The Episcopal Diocese of Tennessee



The Second Sunday after Christmas, Year A, January 2, 2011, Church of St Joseph of Arimathea Hendersonville

“And Jesus increased in wisdom and in years, and in divine and human favour” (Lk. 2:52).

The New Year makes us mindful of the progress of time, with a nod towards both past and future. We get a chance to think back about the events of the last year, but also to consider what lies before us in the year to come. We sing “Auld Lang Syne” (“should old acquaintance be forgot”), with its backward glance; but we also make resolutions for the New Year, which lets us look forward to what’s ahead. Charles Dickens’ A Christmas Carol captures this sense of transition with its Ghosts of Christmases Past, Present, and Yet to Come. We tear off another page on the calendar, or even put up a new one (if we haven’t waited for the sales), and we are conscious in a different way that change is afoot.

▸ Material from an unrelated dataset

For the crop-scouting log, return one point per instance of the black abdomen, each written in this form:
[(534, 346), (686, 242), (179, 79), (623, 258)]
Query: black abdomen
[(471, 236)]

The Church Calendar reinforces this perception. The secular New Year takes place within the Christmas Festival, on the eighth day of twelve, and this feast with its strong evocation of family and the past takes us back in time. But the logic of the Christian Calendar always moves us forward toward Easter; even in the Christmas Season we’re mindful that with the birth of the Savior we have simply begun a forward progression that will take us all the way to the climax of the story, Jesus’ death and resurrection which still lies ahead for us in the telling.

Our Gospel gives us a unique glimpse into that forward progression, with its rare story of Jesus between his birth and circumcision and the beginning of his public ministry. These are what are sometimes called “the hidden years” of his life, when he grew to maturity but before he began to preach and heal. So the twelve year old Jesus goes with his family to Jerusalem, but then makes his own way to the Temple, to his Father’s house. The visit prefigures the work that Jesus is called to do, to be about his Father’s business. He’s in the midst of the teachers, listening and questioning. Mary and Joseph don’t understand, but how could they? What was to come was hidden from them, though as the Gospel writer Luke shows us Jesus himself was conscious of his calling.

Luke covers all the rest of this hidden period with just a few words. First, he tells us that Jesus “increased” or “progressed”, the only time this word appears in any of the Gospels. In other words, it’s a time of transition for Jesus himself, and we can see the Son of God moving through time as we human beings do, from his earthly origin to the culmination of his life in time and history. This Jesus, fully divine and fully human, knows what it’s like to tear off another page of the calendar and to peer into the future.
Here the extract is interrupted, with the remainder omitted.